SECTION 2.1 Summary
- To study relationships between variables, we must measure the variables on the same cases.
- If we think that a variable x may explain or even cause changes in another variable y, we call x an explanatory variable and y a response variable.
- A scatterplot displays the relationship between two quantitative variables measured on the same cases. Plot the data for each case as a point on the graph.
- Always plot the explanatory variable, if there is one, on the x axis of a scatterplot. Plot the response variable on the y axis.
- Plot points with different colors or symbols to see the effect of a categorical variable in a scatterplot.
- In examining a scatterplot, look for an overall pattern showing the form, direction, and strength of the relationship and then for outliers or other deviations from this pattern.

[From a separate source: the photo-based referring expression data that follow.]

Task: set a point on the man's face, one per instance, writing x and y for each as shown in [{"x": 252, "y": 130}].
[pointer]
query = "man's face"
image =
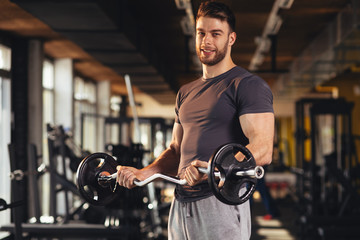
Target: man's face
[{"x": 212, "y": 40}]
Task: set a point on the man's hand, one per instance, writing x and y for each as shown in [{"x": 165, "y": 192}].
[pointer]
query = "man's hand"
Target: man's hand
[
  {"x": 126, "y": 176},
  {"x": 192, "y": 174}
]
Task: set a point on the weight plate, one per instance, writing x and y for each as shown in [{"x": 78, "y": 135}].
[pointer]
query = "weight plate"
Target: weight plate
[
  {"x": 87, "y": 178},
  {"x": 229, "y": 188}
]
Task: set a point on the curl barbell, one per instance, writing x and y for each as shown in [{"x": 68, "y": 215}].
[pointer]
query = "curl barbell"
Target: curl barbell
[{"x": 231, "y": 181}]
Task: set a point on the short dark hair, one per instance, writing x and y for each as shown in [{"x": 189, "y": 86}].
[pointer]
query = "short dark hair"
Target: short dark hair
[{"x": 217, "y": 10}]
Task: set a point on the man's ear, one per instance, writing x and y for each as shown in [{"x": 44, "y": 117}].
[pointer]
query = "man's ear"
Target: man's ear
[{"x": 232, "y": 38}]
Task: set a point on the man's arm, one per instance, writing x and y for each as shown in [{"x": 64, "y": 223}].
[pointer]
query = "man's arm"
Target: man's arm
[
  {"x": 167, "y": 163},
  {"x": 259, "y": 129}
]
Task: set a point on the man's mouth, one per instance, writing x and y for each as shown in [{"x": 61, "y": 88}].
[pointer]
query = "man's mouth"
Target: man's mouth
[{"x": 207, "y": 51}]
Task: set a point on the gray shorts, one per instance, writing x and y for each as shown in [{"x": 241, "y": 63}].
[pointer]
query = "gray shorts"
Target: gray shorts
[{"x": 209, "y": 219}]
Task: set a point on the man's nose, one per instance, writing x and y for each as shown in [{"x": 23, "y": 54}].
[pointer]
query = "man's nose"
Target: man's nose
[{"x": 207, "y": 39}]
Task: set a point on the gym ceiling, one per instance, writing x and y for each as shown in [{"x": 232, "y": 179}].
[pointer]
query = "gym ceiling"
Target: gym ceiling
[{"x": 152, "y": 40}]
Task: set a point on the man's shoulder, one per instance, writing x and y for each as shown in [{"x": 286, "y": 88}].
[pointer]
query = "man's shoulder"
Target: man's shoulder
[{"x": 190, "y": 85}]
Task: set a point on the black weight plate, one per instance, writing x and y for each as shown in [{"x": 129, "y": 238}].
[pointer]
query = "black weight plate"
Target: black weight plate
[
  {"x": 231, "y": 189},
  {"x": 87, "y": 175}
]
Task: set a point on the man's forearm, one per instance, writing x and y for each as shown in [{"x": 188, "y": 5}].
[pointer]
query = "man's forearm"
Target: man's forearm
[{"x": 167, "y": 163}]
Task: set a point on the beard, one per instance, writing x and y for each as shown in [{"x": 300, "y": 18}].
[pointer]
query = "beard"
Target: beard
[{"x": 218, "y": 57}]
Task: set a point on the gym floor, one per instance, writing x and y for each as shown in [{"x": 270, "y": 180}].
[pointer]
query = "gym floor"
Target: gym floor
[{"x": 280, "y": 228}]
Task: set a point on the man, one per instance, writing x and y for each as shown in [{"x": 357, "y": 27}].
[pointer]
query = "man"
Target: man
[{"x": 226, "y": 105}]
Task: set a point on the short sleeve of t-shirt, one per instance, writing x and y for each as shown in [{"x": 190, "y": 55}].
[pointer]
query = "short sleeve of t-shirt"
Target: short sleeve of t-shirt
[{"x": 254, "y": 96}]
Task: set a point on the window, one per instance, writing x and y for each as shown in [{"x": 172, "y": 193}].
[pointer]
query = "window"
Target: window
[
  {"x": 48, "y": 117},
  {"x": 5, "y": 128},
  {"x": 85, "y": 103}
]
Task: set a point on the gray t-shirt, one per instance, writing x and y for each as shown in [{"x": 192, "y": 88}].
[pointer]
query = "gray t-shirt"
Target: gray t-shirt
[{"x": 208, "y": 111}]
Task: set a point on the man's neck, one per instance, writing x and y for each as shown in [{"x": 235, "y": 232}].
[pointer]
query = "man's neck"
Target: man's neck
[{"x": 218, "y": 69}]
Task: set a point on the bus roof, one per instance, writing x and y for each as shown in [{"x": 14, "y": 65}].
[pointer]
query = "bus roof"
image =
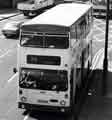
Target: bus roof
[{"x": 61, "y": 15}]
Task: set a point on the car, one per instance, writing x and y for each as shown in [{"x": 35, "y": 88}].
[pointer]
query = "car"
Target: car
[{"x": 11, "y": 29}]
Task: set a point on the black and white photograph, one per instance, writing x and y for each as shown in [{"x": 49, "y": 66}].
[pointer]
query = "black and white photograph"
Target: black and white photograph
[{"x": 56, "y": 60}]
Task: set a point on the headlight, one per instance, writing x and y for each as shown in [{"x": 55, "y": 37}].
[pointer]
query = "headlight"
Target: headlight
[
  {"x": 62, "y": 103},
  {"x": 23, "y": 99}
]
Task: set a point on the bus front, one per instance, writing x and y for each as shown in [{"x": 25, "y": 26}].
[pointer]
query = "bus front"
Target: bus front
[{"x": 44, "y": 71}]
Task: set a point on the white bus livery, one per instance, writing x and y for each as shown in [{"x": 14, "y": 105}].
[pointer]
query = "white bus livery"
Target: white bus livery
[
  {"x": 33, "y": 7},
  {"x": 54, "y": 57}
]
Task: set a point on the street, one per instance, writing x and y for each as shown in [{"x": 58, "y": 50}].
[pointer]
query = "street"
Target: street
[{"x": 8, "y": 60}]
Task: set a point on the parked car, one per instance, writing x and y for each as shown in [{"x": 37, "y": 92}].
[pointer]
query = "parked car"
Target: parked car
[{"x": 11, "y": 29}]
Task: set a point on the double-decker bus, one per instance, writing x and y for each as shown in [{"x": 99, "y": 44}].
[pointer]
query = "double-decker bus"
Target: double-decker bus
[{"x": 54, "y": 57}]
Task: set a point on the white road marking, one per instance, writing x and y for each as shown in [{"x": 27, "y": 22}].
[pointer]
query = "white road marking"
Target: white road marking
[{"x": 15, "y": 75}]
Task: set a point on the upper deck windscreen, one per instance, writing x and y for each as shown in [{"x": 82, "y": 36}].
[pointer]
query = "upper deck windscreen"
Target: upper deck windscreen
[
  {"x": 60, "y": 15},
  {"x": 45, "y": 41}
]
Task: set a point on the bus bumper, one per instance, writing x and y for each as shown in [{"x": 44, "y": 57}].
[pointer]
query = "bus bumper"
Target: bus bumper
[{"x": 31, "y": 107}]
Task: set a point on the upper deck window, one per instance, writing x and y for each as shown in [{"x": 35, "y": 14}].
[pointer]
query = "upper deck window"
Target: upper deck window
[{"x": 45, "y": 41}]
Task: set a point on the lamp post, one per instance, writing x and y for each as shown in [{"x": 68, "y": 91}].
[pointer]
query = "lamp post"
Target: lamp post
[{"x": 105, "y": 62}]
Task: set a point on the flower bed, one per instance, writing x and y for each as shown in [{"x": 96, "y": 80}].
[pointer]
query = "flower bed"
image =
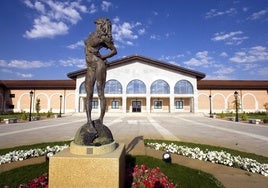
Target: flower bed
[
  {"x": 221, "y": 157},
  {"x": 20, "y": 155},
  {"x": 141, "y": 176}
]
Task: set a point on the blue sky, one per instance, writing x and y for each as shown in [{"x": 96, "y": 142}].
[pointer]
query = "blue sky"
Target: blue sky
[{"x": 225, "y": 39}]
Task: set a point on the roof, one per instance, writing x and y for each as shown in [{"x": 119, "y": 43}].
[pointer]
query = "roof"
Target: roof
[
  {"x": 70, "y": 84},
  {"x": 233, "y": 84},
  {"x": 146, "y": 60},
  {"x": 38, "y": 84}
]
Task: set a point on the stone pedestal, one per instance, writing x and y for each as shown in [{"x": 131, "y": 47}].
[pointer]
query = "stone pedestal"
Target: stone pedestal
[{"x": 105, "y": 170}]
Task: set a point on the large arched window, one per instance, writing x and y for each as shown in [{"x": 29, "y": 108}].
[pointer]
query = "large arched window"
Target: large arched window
[
  {"x": 82, "y": 89},
  {"x": 113, "y": 87},
  {"x": 183, "y": 87},
  {"x": 160, "y": 87},
  {"x": 136, "y": 87}
]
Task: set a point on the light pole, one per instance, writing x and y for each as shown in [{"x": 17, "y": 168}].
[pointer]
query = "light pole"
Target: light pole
[
  {"x": 236, "y": 105},
  {"x": 210, "y": 110},
  {"x": 60, "y": 104},
  {"x": 31, "y": 98}
]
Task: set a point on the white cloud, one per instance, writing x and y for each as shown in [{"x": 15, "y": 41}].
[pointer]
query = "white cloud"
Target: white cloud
[
  {"x": 232, "y": 38},
  {"x": 92, "y": 8},
  {"x": 259, "y": 15},
  {"x": 224, "y": 54},
  {"x": 263, "y": 71},
  {"x": 214, "y": 12},
  {"x": 254, "y": 54},
  {"x": 73, "y": 62},
  {"x": 155, "y": 37},
  {"x": 200, "y": 59},
  {"x": 24, "y": 64},
  {"x": 54, "y": 17},
  {"x": 21, "y": 75},
  {"x": 44, "y": 27},
  {"x": 76, "y": 45},
  {"x": 126, "y": 31},
  {"x": 105, "y": 5},
  {"x": 224, "y": 70},
  {"x": 141, "y": 31}
]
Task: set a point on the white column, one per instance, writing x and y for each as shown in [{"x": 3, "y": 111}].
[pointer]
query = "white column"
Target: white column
[
  {"x": 171, "y": 102},
  {"x": 148, "y": 103},
  {"x": 124, "y": 103}
]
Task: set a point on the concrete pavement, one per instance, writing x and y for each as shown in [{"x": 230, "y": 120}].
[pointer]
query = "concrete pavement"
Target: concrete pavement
[
  {"x": 126, "y": 127},
  {"x": 131, "y": 129}
]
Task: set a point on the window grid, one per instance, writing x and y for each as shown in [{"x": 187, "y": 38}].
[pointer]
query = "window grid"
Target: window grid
[
  {"x": 115, "y": 105},
  {"x": 179, "y": 104},
  {"x": 183, "y": 87},
  {"x": 157, "y": 104},
  {"x": 160, "y": 87},
  {"x": 95, "y": 104}
]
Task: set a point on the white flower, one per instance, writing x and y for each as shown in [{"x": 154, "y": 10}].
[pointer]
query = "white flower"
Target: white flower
[
  {"x": 25, "y": 154},
  {"x": 221, "y": 157}
]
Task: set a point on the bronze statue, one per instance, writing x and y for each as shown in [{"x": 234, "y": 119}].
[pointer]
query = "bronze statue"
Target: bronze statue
[{"x": 96, "y": 65}]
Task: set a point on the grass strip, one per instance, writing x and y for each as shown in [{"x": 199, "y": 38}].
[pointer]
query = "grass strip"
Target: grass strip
[
  {"x": 25, "y": 174},
  {"x": 180, "y": 175},
  {"x": 33, "y": 146},
  {"x": 259, "y": 158}
]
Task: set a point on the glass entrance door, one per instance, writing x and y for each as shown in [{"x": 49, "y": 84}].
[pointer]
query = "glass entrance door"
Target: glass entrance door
[{"x": 136, "y": 106}]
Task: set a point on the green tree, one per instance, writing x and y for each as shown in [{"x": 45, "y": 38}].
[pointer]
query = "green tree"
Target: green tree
[{"x": 37, "y": 106}]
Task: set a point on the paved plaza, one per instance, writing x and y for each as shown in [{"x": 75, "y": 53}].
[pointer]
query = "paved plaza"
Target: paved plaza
[{"x": 128, "y": 127}]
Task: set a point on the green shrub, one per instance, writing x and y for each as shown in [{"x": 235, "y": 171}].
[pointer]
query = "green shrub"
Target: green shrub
[
  {"x": 24, "y": 116},
  {"x": 265, "y": 120},
  {"x": 244, "y": 117},
  {"x": 222, "y": 115},
  {"x": 49, "y": 114}
]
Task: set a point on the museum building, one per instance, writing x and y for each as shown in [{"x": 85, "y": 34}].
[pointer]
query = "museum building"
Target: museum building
[{"x": 137, "y": 84}]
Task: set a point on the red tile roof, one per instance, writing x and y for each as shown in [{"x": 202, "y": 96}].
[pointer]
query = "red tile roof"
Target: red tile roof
[
  {"x": 146, "y": 60},
  {"x": 38, "y": 84},
  {"x": 233, "y": 84}
]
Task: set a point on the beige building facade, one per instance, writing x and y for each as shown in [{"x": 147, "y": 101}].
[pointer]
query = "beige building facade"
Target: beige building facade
[{"x": 137, "y": 84}]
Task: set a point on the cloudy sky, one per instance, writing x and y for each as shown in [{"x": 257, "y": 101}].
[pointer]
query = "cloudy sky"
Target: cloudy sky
[{"x": 225, "y": 39}]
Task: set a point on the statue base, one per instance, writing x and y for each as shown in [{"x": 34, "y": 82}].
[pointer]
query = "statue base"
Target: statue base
[
  {"x": 105, "y": 170},
  {"x": 92, "y": 150}
]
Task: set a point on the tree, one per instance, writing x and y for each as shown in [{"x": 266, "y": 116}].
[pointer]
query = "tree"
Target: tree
[
  {"x": 266, "y": 107},
  {"x": 37, "y": 106}
]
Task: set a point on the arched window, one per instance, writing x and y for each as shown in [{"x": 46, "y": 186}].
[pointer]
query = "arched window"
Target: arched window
[
  {"x": 82, "y": 89},
  {"x": 136, "y": 87},
  {"x": 183, "y": 87},
  {"x": 160, "y": 87},
  {"x": 113, "y": 87}
]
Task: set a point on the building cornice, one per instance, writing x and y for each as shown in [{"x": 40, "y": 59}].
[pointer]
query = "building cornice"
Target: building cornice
[
  {"x": 37, "y": 84},
  {"x": 146, "y": 60},
  {"x": 233, "y": 84}
]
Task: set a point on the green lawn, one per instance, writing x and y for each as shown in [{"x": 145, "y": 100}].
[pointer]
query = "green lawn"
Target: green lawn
[
  {"x": 259, "y": 158},
  {"x": 180, "y": 175}
]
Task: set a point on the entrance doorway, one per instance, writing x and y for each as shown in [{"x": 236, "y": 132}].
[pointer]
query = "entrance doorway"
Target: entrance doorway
[{"x": 136, "y": 106}]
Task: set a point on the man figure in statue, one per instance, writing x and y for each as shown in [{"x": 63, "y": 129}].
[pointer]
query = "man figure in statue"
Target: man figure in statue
[{"x": 96, "y": 65}]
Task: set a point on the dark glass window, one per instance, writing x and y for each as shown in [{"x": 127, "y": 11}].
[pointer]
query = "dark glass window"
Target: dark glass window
[
  {"x": 183, "y": 87},
  {"x": 113, "y": 87},
  {"x": 157, "y": 104},
  {"x": 160, "y": 87},
  {"x": 136, "y": 87},
  {"x": 115, "y": 104},
  {"x": 179, "y": 104}
]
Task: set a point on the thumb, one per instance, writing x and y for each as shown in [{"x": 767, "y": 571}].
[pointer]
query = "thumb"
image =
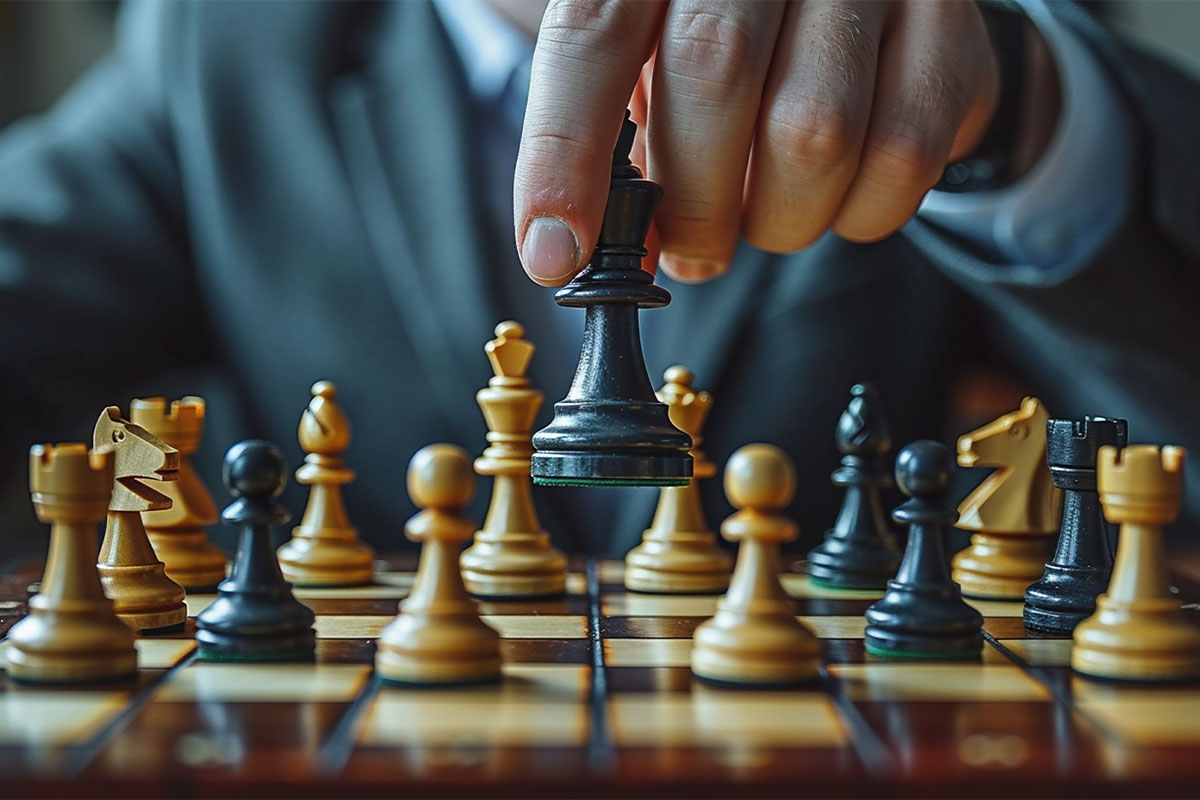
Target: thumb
[{"x": 585, "y": 67}]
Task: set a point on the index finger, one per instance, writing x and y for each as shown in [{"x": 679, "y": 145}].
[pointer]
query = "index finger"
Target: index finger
[{"x": 586, "y": 64}]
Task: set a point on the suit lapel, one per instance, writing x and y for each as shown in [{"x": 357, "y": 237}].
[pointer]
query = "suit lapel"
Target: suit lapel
[{"x": 403, "y": 122}]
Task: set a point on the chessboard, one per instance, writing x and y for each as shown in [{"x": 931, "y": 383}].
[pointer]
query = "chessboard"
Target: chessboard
[{"x": 598, "y": 699}]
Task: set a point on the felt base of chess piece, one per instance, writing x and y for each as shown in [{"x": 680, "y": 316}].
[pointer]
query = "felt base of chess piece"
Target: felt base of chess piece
[
  {"x": 755, "y": 639},
  {"x": 1000, "y": 566},
  {"x": 737, "y": 649},
  {"x": 136, "y": 581},
  {"x": 922, "y": 614},
  {"x": 255, "y": 617},
  {"x": 911, "y": 624},
  {"x": 1083, "y": 561},
  {"x": 438, "y": 637},
  {"x": 844, "y": 564},
  {"x": 71, "y": 635},
  {"x": 1063, "y": 599},
  {"x": 672, "y": 559}
]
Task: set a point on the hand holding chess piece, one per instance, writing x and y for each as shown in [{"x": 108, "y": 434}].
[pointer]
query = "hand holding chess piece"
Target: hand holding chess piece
[
  {"x": 678, "y": 553},
  {"x": 72, "y": 635},
  {"x": 755, "y": 638},
  {"x": 438, "y": 638},
  {"x": 1138, "y": 631},
  {"x": 511, "y": 555},
  {"x": 325, "y": 549}
]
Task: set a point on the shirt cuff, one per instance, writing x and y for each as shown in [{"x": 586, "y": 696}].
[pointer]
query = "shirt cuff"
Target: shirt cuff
[{"x": 1074, "y": 198}]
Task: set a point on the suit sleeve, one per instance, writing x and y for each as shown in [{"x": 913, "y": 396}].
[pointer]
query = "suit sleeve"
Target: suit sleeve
[
  {"x": 1114, "y": 335},
  {"x": 96, "y": 286}
]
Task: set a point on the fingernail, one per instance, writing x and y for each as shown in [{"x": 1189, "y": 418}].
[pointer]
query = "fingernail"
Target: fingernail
[
  {"x": 691, "y": 270},
  {"x": 550, "y": 252}
]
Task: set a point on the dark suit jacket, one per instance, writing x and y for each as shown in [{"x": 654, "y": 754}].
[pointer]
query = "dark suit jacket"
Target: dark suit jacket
[{"x": 247, "y": 197}]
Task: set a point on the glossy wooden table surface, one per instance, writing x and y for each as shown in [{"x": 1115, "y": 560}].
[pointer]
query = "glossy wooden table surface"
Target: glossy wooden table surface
[{"x": 598, "y": 701}]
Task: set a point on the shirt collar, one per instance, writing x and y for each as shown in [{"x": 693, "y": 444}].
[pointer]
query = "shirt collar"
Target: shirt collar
[{"x": 490, "y": 47}]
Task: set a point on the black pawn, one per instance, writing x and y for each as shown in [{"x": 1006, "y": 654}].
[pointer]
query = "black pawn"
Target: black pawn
[
  {"x": 1083, "y": 560},
  {"x": 923, "y": 614},
  {"x": 256, "y": 617},
  {"x": 859, "y": 552},
  {"x": 611, "y": 429}
]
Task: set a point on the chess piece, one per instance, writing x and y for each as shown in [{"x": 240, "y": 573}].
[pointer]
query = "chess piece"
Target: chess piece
[
  {"x": 178, "y": 533},
  {"x": 1083, "y": 561},
  {"x": 1014, "y": 511},
  {"x": 511, "y": 555},
  {"x": 922, "y": 614},
  {"x": 859, "y": 552},
  {"x": 71, "y": 635},
  {"x": 610, "y": 429},
  {"x": 755, "y": 638},
  {"x": 1139, "y": 632},
  {"x": 325, "y": 549},
  {"x": 255, "y": 617},
  {"x": 133, "y": 577},
  {"x": 678, "y": 553},
  {"x": 438, "y": 638}
]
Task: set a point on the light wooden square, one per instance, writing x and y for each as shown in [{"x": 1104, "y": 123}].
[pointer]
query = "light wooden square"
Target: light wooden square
[
  {"x": 635, "y": 605},
  {"x": 647, "y": 653},
  {"x": 162, "y": 654},
  {"x": 723, "y": 717},
  {"x": 197, "y": 603},
  {"x": 264, "y": 683},
  {"x": 937, "y": 681},
  {"x": 1167, "y": 716},
  {"x": 37, "y": 717},
  {"x": 535, "y": 704},
  {"x": 997, "y": 607},
  {"x": 509, "y": 626},
  {"x": 1042, "y": 653}
]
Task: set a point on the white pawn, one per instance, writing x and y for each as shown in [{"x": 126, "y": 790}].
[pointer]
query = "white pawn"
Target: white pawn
[
  {"x": 438, "y": 637},
  {"x": 755, "y": 638}
]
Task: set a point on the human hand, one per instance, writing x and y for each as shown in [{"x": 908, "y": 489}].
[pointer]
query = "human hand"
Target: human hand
[{"x": 773, "y": 120}]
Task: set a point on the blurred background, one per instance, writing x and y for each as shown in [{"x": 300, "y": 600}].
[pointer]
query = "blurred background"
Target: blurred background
[{"x": 46, "y": 44}]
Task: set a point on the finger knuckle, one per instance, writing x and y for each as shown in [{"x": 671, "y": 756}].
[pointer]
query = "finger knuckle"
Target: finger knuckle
[
  {"x": 847, "y": 52},
  {"x": 587, "y": 25},
  {"x": 784, "y": 236},
  {"x": 903, "y": 160},
  {"x": 814, "y": 134},
  {"x": 714, "y": 49}
]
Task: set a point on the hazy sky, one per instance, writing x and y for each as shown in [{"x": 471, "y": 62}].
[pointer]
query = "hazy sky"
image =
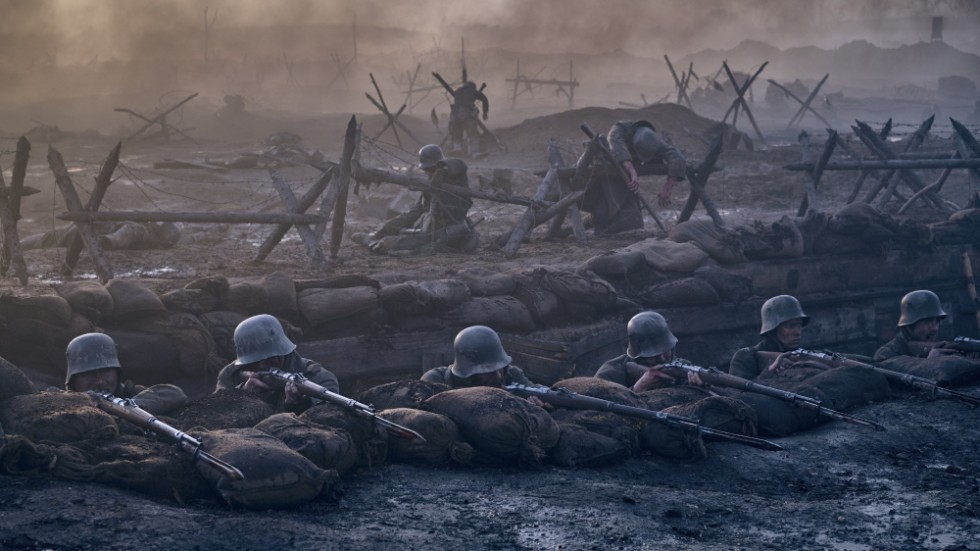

- Form: Linear relationships, where the points show a straight-line pattern, are an important form of relationship between two variables. Curved relationships and clusters are other forms to watch for.
- Direction: If the relationship has a clear direction, we speak of either positive association (high values of the two variables tend to occur together) or negative association (high values of one variable tend to occur with low values of the other variable).
- Strength: The strength of a relationship is determined by how close the points in the scatterplot lie to a clear form such as a line.
- A transformation uses a formula or some other method to replace the original values of a variable with other values for an analysis. The transformation is successful if it helps us to learn something about the data.
- The log transformation is frequently used in business applications of statistics. It tends to make skewed distributions more symmetric, and it can help us to better see relationships between variables in a scatterplot.